IX. — De l’or potable.

Pour accabler mon ami, vous changez le procès criminel que vous lui faites en un autre procès. Vous parlez d’or potable. On ne vous a jamais nié qu’on pût avaler de l’or, du plomb, de l’antimoine. Que ne peut-on pas avaler ? Mon ami avale les injures cruelles que vous lui dites avec des compliments, les calomnies dont vous le chargez, les accusations odieuses que vous intentez, et qui, dans d’autres temps, pourraient avoir le cruel effet de faire excommunier un honnête homme. Tandis que vous faites avaler ces pilules si amères, préparées d’une main qui n’est ni tout à fait judaïque, ni tout à fait catholique, pourquoi nous invitez-vous à vous parler d’or potable ?

Si c’est votre veau cuit sous la braise, et pulvérisé par cette braise, la chose est impossible, comme toute la terre en convient.

Si vous voulez parler de l’or potable des charlatans, c’est une question très-étrangère.
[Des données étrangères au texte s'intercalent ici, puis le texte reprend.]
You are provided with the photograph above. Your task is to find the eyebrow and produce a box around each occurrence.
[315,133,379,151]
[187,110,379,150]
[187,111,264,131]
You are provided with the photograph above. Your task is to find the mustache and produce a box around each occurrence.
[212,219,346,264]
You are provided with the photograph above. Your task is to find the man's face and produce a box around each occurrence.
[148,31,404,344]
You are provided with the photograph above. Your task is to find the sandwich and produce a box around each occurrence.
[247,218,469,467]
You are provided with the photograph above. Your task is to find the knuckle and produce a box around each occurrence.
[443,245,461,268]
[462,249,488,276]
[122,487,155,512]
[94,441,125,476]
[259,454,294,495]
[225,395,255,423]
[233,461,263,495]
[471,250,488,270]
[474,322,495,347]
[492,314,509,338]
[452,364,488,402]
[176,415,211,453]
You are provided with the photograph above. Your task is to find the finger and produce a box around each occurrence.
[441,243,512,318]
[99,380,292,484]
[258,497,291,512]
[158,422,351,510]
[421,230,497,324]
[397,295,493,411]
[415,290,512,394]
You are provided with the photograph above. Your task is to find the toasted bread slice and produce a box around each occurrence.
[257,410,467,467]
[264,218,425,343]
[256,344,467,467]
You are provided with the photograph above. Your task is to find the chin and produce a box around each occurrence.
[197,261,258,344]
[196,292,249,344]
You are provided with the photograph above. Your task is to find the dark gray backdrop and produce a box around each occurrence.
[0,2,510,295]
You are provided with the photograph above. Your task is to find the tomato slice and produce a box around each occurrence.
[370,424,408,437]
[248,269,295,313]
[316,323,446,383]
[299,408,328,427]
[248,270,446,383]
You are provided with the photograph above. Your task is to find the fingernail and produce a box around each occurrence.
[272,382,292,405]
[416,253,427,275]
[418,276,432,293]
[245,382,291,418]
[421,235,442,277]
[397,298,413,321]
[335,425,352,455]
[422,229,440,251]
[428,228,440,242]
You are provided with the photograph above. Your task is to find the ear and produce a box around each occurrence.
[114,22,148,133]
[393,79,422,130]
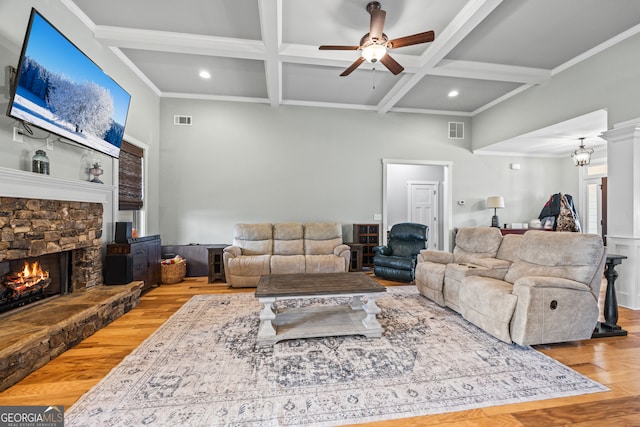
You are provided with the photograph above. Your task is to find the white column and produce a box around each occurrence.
[601,122,640,309]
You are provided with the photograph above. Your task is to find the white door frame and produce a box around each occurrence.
[382,159,452,249]
[407,180,439,249]
[579,159,607,237]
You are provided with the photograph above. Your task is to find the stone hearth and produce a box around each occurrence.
[0,282,143,391]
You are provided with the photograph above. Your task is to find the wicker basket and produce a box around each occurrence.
[161,260,186,284]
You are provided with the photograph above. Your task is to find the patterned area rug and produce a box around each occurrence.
[66,286,607,426]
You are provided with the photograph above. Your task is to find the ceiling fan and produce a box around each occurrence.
[319,1,435,76]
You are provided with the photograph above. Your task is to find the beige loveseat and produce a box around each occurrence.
[415,227,606,346]
[223,222,351,288]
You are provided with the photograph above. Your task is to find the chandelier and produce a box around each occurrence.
[571,137,594,167]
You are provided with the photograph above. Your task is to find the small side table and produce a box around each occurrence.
[207,244,230,283]
[592,254,628,338]
[345,243,363,272]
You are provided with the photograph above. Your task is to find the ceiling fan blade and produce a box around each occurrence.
[319,45,360,51]
[387,30,435,49]
[379,53,404,75]
[369,8,386,41]
[340,57,366,76]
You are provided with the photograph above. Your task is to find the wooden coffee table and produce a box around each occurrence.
[255,273,386,346]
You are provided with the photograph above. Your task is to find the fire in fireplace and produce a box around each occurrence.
[2,260,51,299]
[0,252,70,315]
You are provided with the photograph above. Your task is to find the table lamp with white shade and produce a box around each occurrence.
[487,196,505,228]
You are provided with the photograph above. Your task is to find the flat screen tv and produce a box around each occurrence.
[6,8,131,158]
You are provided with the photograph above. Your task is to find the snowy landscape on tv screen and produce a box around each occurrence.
[8,10,131,158]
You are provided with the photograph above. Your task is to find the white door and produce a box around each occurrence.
[408,181,439,249]
[584,178,603,236]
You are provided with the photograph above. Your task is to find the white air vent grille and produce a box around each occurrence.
[448,122,464,139]
[174,115,192,126]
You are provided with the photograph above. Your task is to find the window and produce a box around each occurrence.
[118,140,143,210]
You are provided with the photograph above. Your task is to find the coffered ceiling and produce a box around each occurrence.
[65,0,640,154]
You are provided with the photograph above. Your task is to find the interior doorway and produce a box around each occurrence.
[581,161,607,243]
[407,181,439,249]
[382,159,452,250]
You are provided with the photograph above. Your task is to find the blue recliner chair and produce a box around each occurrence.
[373,222,429,282]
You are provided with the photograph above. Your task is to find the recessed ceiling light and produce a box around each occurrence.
[199,70,211,79]
[448,90,459,97]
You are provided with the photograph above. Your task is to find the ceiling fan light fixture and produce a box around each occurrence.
[361,44,387,63]
[571,137,594,166]
[319,1,433,76]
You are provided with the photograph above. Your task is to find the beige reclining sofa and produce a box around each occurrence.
[415,227,606,346]
[223,222,351,287]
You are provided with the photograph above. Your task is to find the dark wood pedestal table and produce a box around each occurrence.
[592,254,628,338]
[255,273,386,346]
[207,244,230,283]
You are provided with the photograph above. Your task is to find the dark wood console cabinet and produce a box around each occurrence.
[353,224,379,268]
[106,235,161,291]
[162,244,214,277]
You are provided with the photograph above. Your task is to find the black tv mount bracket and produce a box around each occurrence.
[3,65,16,100]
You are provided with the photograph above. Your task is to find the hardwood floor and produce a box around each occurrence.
[1,275,639,426]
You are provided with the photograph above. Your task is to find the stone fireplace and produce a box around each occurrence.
[0,167,142,391]
[0,197,104,286]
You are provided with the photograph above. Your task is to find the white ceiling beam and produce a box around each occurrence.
[280,43,548,84]
[377,0,505,114]
[109,47,162,97]
[258,0,282,107]
[279,43,422,71]
[280,43,359,65]
[93,26,266,60]
[61,2,166,100]
[95,25,546,87]
[432,59,550,84]
[61,0,96,31]
[553,22,640,76]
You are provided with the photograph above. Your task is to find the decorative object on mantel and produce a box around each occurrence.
[486,195,505,227]
[65,287,607,426]
[31,150,50,175]
[88,162,104,183]
[571,137,594,166]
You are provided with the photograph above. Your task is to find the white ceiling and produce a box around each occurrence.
[65,0,640,155]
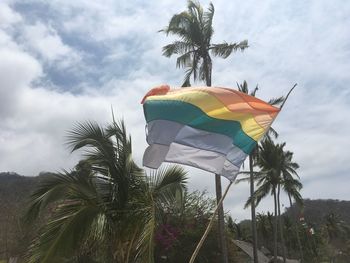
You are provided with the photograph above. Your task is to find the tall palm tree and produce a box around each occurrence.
[24,119,187,263]
[275,148,301,263]
[242,139,300,263]
[243,139,281,262]
[237,80,284,261]
[256,213,271,248]
[282,156,304,262]
[161,1,248,262]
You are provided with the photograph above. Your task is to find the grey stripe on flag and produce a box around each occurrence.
[143,144,169,169]
[143,142,240,181]
[146,120,247,167]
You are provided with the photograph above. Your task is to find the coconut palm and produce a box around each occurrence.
[282,157,304,262]
[270,143,302,263]
[161,1,248,262]
[274,149,298,263]
[242,139,300,262]
[236,80,284,261]
[24,119,187,263]
[256,213,272,248]
[161,0,248,87]
[244,139,282,262]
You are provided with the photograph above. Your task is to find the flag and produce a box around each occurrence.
[141,85,280,181]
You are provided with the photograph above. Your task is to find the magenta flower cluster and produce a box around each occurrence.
[155,223,181,250]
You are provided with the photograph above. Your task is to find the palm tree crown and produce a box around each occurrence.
[161,0,248,86]
[249,139,301,206]
[25,118,187,263]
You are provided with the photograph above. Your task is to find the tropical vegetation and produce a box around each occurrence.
[23,119,187,263]
[1,1,349,263]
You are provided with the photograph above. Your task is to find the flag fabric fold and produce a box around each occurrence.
[142,85,280,181]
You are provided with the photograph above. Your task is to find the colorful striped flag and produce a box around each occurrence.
[141,85,280,181]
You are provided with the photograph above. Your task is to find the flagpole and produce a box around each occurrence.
[189,181,233,263]
[265,83,297,134]
[280,83,297,110]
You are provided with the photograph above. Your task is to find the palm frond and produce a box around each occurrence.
[28,204,102,263]
[211,40,248,58]
[237,80,248,94]
[203,2,214,41]
[66,121,109,153]
[162,41,193,57]
[188,0,203,19]
[24,171,92,224]
[162,12,191,34]
[25,168,105,262]
[182,77,191,87]
[182,52,200,86]
[244,181,271,208]
[135,207,156,263]
[176,51,193,68]
[268,96,285,106]
[265,127,279,139]
[155,166,187,209]
[235,171,260,184]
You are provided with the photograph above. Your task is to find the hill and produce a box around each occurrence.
[285,198,350,227]
[0,172,50,260]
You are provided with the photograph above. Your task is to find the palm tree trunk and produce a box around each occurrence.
[273,187,278,263]
[249,154,259,263]
[204,54,212,88]
[215,174,228,263]
[277,184,287,263]
[207,65,228,263]
[288,194,304,263]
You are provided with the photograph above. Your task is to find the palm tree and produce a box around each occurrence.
[282,159,304,262]
[161,2,248,262]
[242,139,299,262]
[275,148,302,263]
[256,213,271,248]
[237,80,284,261]
[24,119,187,263]
[161,0,248,87]
[244,139,281,263]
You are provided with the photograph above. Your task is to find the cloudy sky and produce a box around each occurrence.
[1,0,349,221]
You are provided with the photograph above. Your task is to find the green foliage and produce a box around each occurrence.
[242,139,301,209]
[153,190,240,263]
[161,0,248,86]
[3,171,350,262]
[23,118,187,263]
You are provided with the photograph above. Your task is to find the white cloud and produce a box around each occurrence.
[0,2,21,26]
[0,48,42,118]
[59,1,185,41]
[19,22,81,67]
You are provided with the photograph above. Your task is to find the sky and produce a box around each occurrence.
[1,0,350,221]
L’or est indestructible. L’eau qu’on appelle régale, parce qu’on a donné à l’or le nom de roi des métaux, le dissout ; mais cette dissolution est très-caustique : vous ne prétendez pas sans doute que Moïse ait fait boire cette eau aux Israélites pour empoisonner tout le peuple de Dieu. On peut précipiter l’or de sa dissolution par un alcali ; il sera réduit en poudre ; mais il n’aura pas été brûlé, comme le dit le texte : et puis cette poudre n’est pas miscible avec l’eau.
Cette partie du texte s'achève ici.